München - Die Lage ist ein Traum: Mitten im Oberföhringer Dorfkern, in direkter Nachbarschaft zur Isar und dem Englischen Garten, steht das alte Schulhaus Oberföhring. 1824 wurde es errichtet, seit 1972 ist in dem Gebäude eine der ältesten Elterninitiativen Münchens untergebracht. Die Zukunft dieses Kinderparadieses ist allerdings unklar. Denn das alte Schulhaus könnte schon bald zum Dienstgebäude der Freiwilligen Feuerwehr werden - der Kindergarten müsste dann umziehen. „Wir wollen bleiben“, sagt Nina Stamminger. Die engagierte Mutter kämpft mit anderen Eltern für den Verbleib ihrer Kita. Einer wird aber weichen müssen - Feuerwehr oder Kindergarten.

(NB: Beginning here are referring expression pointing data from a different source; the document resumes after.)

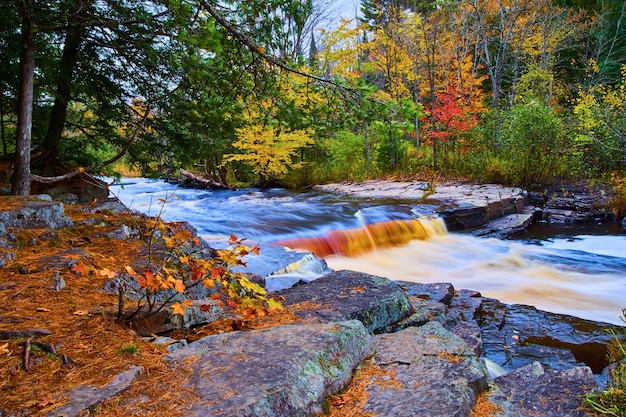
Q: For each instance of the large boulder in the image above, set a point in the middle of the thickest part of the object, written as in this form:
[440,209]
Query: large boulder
[283,371]
[34,212]
[346,295]
[534,391]
[518,335]
[431,373]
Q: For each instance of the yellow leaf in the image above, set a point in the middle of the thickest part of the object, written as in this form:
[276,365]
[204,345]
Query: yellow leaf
[177,308]
[106,272]
[81,313]
[274,304]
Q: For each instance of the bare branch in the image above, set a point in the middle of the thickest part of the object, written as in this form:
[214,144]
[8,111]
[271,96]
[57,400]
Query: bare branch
[256,49]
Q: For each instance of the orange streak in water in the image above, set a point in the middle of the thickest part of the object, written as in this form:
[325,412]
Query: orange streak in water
[355,242]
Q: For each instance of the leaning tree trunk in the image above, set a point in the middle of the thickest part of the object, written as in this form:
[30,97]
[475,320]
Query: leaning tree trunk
[21,178]
[52,141]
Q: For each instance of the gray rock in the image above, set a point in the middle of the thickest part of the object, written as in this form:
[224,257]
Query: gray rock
[534,391]
[517,335]
[36,214]
[84,397]
[200,312]
[283,371]
[433,374]
[345,295]
[438,292]
[170,344]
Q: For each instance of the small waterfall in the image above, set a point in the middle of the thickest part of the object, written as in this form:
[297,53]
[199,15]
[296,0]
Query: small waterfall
[307,268]
[307,264]
[356,242]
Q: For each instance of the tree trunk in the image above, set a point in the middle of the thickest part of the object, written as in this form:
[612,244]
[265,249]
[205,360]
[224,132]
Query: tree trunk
[52,141]
[21,179]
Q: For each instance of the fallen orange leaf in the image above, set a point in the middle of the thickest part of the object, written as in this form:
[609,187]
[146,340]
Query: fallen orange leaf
[81,313]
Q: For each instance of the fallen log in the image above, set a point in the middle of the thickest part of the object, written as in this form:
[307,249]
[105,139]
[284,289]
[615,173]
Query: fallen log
[204,182]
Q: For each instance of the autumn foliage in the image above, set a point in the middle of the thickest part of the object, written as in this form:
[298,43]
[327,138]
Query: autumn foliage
[177,261]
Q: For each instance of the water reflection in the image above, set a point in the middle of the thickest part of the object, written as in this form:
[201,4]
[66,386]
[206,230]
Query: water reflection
[581,272]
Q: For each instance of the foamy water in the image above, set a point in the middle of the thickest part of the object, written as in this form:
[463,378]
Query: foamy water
[584,276]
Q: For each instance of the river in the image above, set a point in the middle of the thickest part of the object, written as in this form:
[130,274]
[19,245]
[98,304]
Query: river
[578,271]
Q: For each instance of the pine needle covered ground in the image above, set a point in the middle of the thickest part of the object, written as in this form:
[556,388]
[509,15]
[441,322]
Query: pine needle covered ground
[90,346]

Dass sich an der Muspillistraße zwei gemeinnützige Einrichtungen den Platz streitig machen, liegt zunächst einmal daran, dass sich tatsächlich etwas ändern musste. Das alte Schulhaus ist seit Jahren dringend sanierungsbedürftig. „Unsere Heizung fällt immer mal wieder aus“, erzählt Julia Hölderle, deren Kinder ebenfalls die Kita besuchen. „Außerdem muss schon eine Decke abgestützt werden.“ Gleichzeitig sitzt nur ein Haus weiter die Feuerwehr - und der reicht der Platz nicht mehr aus.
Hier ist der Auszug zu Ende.